Artists may pursue their art for a variety of reasons. Some may not love the public part, the performing; they may derive more satisfaction from the creative process. Some may choose to generate their work alone; others seek out collaboration. Brandi Carlile appears to enjoy both the performing and the collaborative potential music presents. Writing books, poetry or essays is generally a solitary craft, at least initially. Publication involves others.

No matter how the work is produced, though, the reality is that if you don’t have an audience, it may feel incomplete. People can talk about creating for its own sake, but without a reaction, without any audience, isn’t something essential lost? And, beyond that, the artist certainly can’t make a living without it.

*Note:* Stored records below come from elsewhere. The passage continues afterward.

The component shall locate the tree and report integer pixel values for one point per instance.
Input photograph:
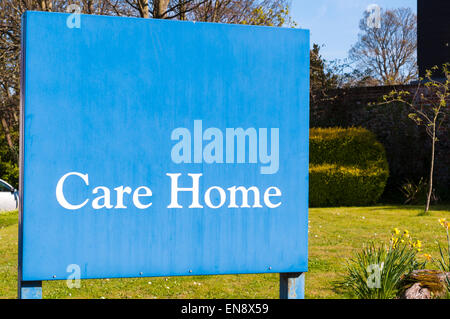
(429, 106)
(321, 78)
(255, 12)
(388, 52)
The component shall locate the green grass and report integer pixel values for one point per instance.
(334, 235)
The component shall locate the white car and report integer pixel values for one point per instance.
(9, 199)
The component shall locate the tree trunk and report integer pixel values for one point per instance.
(143, 8)
(160, 8)
(430, 184)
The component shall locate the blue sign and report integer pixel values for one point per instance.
(160, 148)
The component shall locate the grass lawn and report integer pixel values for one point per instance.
(334, 234)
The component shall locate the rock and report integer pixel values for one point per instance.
(425, 284)
(417, 292)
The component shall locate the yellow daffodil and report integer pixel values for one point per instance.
(443, 223)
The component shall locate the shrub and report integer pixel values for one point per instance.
(348, 167)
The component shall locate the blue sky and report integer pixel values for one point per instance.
(334, 23)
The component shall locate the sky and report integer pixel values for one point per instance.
(335, 23)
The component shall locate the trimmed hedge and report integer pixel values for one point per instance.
(348, 167)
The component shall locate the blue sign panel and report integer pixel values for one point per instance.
(159, 148)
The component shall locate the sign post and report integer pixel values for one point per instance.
(162, 148)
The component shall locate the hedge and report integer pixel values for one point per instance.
(348, 167)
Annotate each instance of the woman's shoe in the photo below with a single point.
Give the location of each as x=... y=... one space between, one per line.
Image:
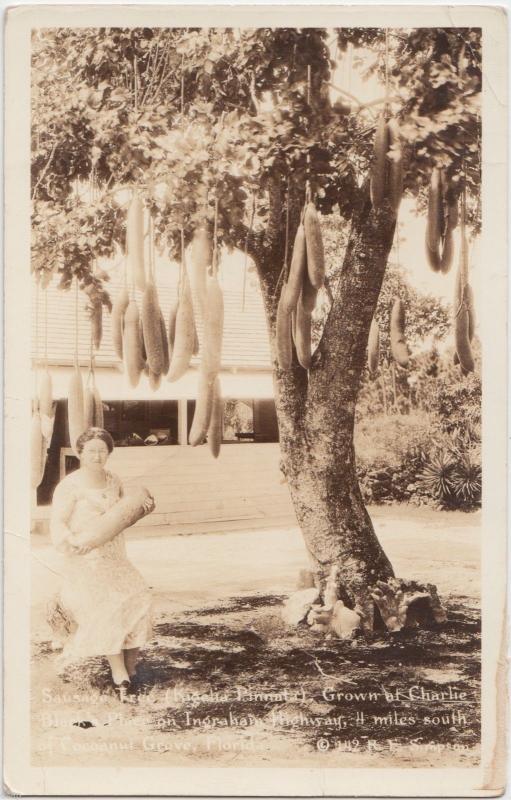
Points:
x=123 y=691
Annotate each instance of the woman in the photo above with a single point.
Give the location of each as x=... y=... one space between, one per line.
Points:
x=105 y=596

This notion was reinforced by another ‘show’ I attended of an entirely different sort. The Clark Museum, also in the Berkshires, is hosting a Rodin sculpture exhibit. I have always appreciated Rodin’s work, especially The Thinker and The Kiss.

A small reproduction of The Thinker sits on my desk

I learned a few things from this exhibit. Rodin sketched first, then created a clay or plaster model (not necessarily full size). He did not cast the bronze or carve the marble himself; he employed someone to do that. I was surprised to learn that a woman, Camille Rosalie Claudel, did some carving for him. She was his student, assistant, model, and romantic partner for a time (Rodin also had a lifetime woman companion with whom he had a child but that is another story).

Learning that someone else did the carving was interesting on many levels. Part of me feels like the carving is an essential part of the artistry. One of the extraordinary things about sculpture of the human form is coaxing emotion and texture from stone. Does Rodin get credit for doing that if he didn’t do that part of the work?

Is this common practice? I have watched a number of profiles of artists on the news magazine CBS Sunday Morning. When working on large installations, artists have used teams of people to weld, pour concrete and other tasks involved in creating the work. But that struck me as different than having someone else do the ‘sculpting.’ But, where do you draw the line? Does it matter?

I don’t recall when I’ve seen Rodin’s work displayed at other museums whether the person doing the carving was given credit. If they were, I didn’t notice. At least at this exhibit they were.

I was also surprised to find that it was a woman who did the work. Maybe that wasn’t unusual either, he was creating in late 19th and early 20th century and I would not have expected that. It comes as news to me.  

One of the major themes of the exhibit was the role that patrons played in Rodin’s success in the United States. Without a few dedicated supporters, who bought his art, got it displayed in major museums and spread the word about his talent, he would not have become the world-renowned artist he became. It was also interesting to note that many of his patrons were women.

We may have an image of artists as lone creatives, toiling by themselves, perhaps tortured souls. A piece of that may be true. But, if we know about that their work, if they have achieved wide exposure, then it is likely that they have benefitted from a network of people who have supported them. Nothing wrong with that – and I am not suggesting it is luck, though that may play a role for some – but as a writer seeking publication, it is useful to keep that in mind.